Histologically, all three AGMs euthanized at 5 dpi developed mild multifocal neutrophilic bronchointerstitial pneumonia (Figure 5A-E, O). Histologic features include acute inflammation centered within the airways of terminal bronchioles with occasional flooding of adjacent alveolar spaces with neutrophils, macrophages, fibrin, edema, hemorrhage, mucous and rarely multinucleated giant cells (5A, B). In lesser-affected regions alveolar septate were expanded with mixed inflammatory cells and alveolar spaces contain increased numbers of alveolar macrophages with scattered red blood cells. Ulcerative tracheobronchitis was also present in all three AGMs and characterized by multifocal epithelial erosion associated with underlying hemorrhage, fibrin accumulation and infiltrating acute inflammation. Polymerized fibrin, highlighted by IHC, colocalized with acute inflammation within the bronchial lumen, alveolar spaces, alveolar walls and ulcerated regions of the trachea and bronchus (Figure 5C). Fibrin was also present within medium and small caliber vessels but was not associated with an obvious adherent thrombus. Trichrome stain of representative lung sections identified modest collagen deposition within multifocal regions of alveolar septae (Figure 5D). IHC for SARS-CoV-2 antigen was positive in all three AGMs associated with pulmonary lesions. Positive IHC labeling was noted diffusely within the cytoplasm of respiratory epithelium of the bronchus (Figure 5O) and less in type I and type II pneumocytes (Figure 5E).

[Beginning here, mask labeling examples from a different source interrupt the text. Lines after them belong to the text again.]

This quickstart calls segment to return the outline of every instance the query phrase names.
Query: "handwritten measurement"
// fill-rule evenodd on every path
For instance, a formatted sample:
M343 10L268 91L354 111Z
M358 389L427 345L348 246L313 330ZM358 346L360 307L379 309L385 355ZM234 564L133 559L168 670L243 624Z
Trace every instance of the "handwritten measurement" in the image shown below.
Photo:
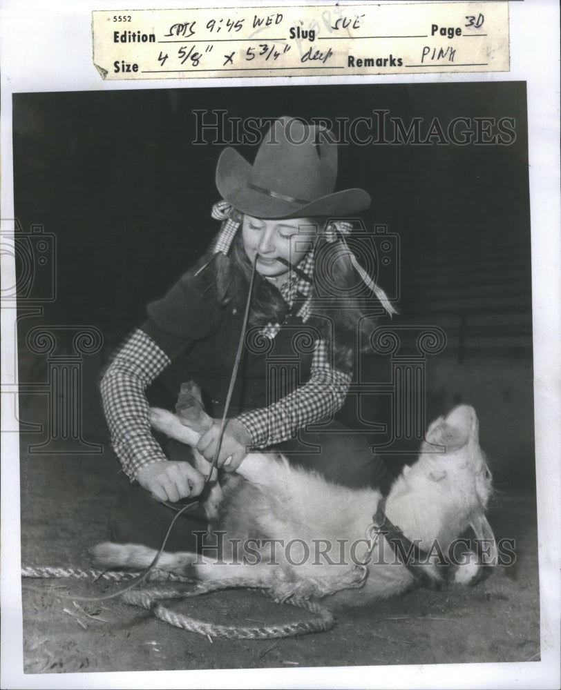
M113 79L507 70L508 8L481 7L466 1L413 3L411 11L397 4L95 10L95 62L104 78Z

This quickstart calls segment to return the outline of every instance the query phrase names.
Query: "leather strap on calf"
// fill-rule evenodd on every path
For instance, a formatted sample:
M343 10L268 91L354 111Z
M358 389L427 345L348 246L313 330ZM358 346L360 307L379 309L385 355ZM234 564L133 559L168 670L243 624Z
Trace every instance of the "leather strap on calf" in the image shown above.
M396 560L407 568L415 578L417 584L429 589L437 589L440 586L440 581L431 572L428 553L419 549L415 542L408 539L403 531L388 518L386 514L386 497L380 499L372 518L376 532L389 542ZM407 554L406 558L403 558L403 554Z

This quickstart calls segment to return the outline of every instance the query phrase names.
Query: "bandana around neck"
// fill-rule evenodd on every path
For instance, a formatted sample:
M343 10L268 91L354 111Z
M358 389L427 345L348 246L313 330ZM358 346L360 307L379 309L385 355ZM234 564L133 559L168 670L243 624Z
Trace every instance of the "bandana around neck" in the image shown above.
M231 204L224 199L217 201L212 207L211 215L215 220L222 221L220 232L215 237L211 246L211 251L213 255L218 253L227 255L230 250L231 244L240 228L241 221L236 217L236 212ZM345 241L345 236L350 235L352 230L352 225L350 223L343 221L333 221L327 226L325 230L325 238L328 242L340 242L343 248L348 254L349 259L354 270L360 275L361 280L370 290L371 290L381 303L383 308L391 316L397 314L396 309L393 307L388 295L384 290L380 288L372 280L370 276L356 260L356 257L351 251L349 246ZM205 264L206 266L207 264ZM279 288L279 291L283 295L283 298L287 303L289 310L294 306L297 297L303 297L307 299L304 302L301 308L298 310L297 315L305 323L310 317L311 306L311 293L313 284L314 257L314 251L310 251L298 266L298 275L296 271L290 270L290 276ZM203 268L205 266L202 267ZM202 268L200 269L202 270ZM263 326L262 333L267 337L274 338L280 330L280 324L267 324Z

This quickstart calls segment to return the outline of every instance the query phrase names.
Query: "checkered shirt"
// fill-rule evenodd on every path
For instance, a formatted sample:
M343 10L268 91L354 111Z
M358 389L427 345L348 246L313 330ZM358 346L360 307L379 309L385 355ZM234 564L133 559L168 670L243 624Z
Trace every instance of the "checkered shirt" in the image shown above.
M311 277L313 264L310 255L301 262L307 276ZM280 290L289 308L297 297L310 295L311 284L293 272ZM298 311L303 317L303 310L307 318L309 300ZM263 332L274 337L280 328L280 324L269 324ZM145 391L171 362L159 346L138 329L117 351L102 380L104 410L113 448L131 480L140 467L167 459L151 432ZM298 429L336 412L345 400L350 380L350 373L332 366L325 343L318 340L306 383L274 404L236 418L249 431L254 447L266 448L294 437Z

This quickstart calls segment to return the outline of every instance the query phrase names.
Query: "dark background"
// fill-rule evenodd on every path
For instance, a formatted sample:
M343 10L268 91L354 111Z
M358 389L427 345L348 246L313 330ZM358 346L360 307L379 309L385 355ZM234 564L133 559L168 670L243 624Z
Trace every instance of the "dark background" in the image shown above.
M33 326L99 328L104 348L84 362L84 433L93 437L105 433L96 392L104 361L218 229L209 213L223 146L192 145L193 109L331 119L385 109L406 125L423 118L423 131L435 117L445 130L457 117L513 118L516 140L508 146L341 146L337 188L366 189L367 227L387 224L399 235L393 323L446 333L444 351L427 359L428 417L474 404L495 483L532 484L524 83L35 93L15 95L13 106L16 215L24 232L40 224L56 237L56 299L43 304L39 319L20 319L20 379L44 377L21 346ZM253 159L256 147L237 148ZM389 360L367 359L373 380L389 380ZM381 404L372 402L372 421L384 417ZM23 399L22 407L25 413Z

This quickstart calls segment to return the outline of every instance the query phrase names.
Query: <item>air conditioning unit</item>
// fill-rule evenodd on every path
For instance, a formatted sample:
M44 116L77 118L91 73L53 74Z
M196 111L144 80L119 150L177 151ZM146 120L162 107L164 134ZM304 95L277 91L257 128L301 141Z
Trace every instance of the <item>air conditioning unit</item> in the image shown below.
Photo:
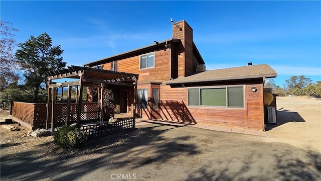
M276 123L275 108L272 107L267 107L268 121L269 123Z

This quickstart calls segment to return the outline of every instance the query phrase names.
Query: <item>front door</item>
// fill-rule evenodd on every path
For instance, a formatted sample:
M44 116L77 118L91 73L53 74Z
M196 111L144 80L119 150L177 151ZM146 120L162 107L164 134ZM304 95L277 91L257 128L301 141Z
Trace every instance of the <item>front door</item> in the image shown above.
M152 119L160 118L159 107L160 88L159 84L151 85L151 111L150 117Z

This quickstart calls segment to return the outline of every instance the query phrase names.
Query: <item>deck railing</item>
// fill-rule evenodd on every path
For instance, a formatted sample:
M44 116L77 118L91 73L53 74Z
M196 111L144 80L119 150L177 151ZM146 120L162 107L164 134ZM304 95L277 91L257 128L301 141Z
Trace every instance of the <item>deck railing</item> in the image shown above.
M89 140L103 137L113 134L133 129L134 119L132 118L118 119L113 123L97 122L82 125L80 130L89 133Z

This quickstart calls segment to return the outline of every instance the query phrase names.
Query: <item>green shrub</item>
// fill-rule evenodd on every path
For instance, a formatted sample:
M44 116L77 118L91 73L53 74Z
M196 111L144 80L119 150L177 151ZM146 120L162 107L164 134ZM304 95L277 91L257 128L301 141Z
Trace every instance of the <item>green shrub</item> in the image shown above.
M84 148L87 145L88 133L74 126L64 126L54 134L54 141L60 147L67 149Z

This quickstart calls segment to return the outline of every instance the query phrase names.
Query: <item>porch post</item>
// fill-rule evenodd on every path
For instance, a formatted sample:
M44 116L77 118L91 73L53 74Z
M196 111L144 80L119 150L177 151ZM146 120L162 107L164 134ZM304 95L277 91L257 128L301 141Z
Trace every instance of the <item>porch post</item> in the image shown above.
M49 104L50 104L50 96L51 96L51 88L49 87L49 85L51 84L51 80L49 80L48 83L48 96L47 98L47 119L46 119L46 129L49 129Z
M76 86L76 99L75 99L75 103L78 103L78 86Z
M51 105L51 131L55 131L55 118L56 117L56 87L54 87L52 91L52 100Z
M81 102L82 101L82 89L84 84L82 81L82 75L80 76L79 80L79 96L78 97L78 102L77 104L77 127L80 128L80 116L81 114Z
M67 113L66 114L66 126L68 126L69 123L69 119L70 119L69 115L70 114L70 102L71 101L71 89L72 86L68 84L68 97L67 101Z
M62 102L62 100L64 96L64 87L61 87L61 101Z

Histologically, all three AGMs euthanized at 34 dpi developed moderate multifocal chronic interstitial pneumonia Figure (5F-J). Histologic features include expansion of alveolar septae with macrophages, lymphocytes, and very rarely neutrophils (Figure 5F, G). Wispy, pale eosinophilic, acellular material also multifocally expanded the alveolar walls and stained as immature collagen with trichrome staining (Figure 5I). Polymerized fibrin was present within medium and small caliber vessels but was not associated with an obvious adherent thrombus (Figure 5H). No immunolabeling for SARS-CoV-2 was noted with IHC in any of the examined tissue sections from this 34 dpi cohort (Figure 5J).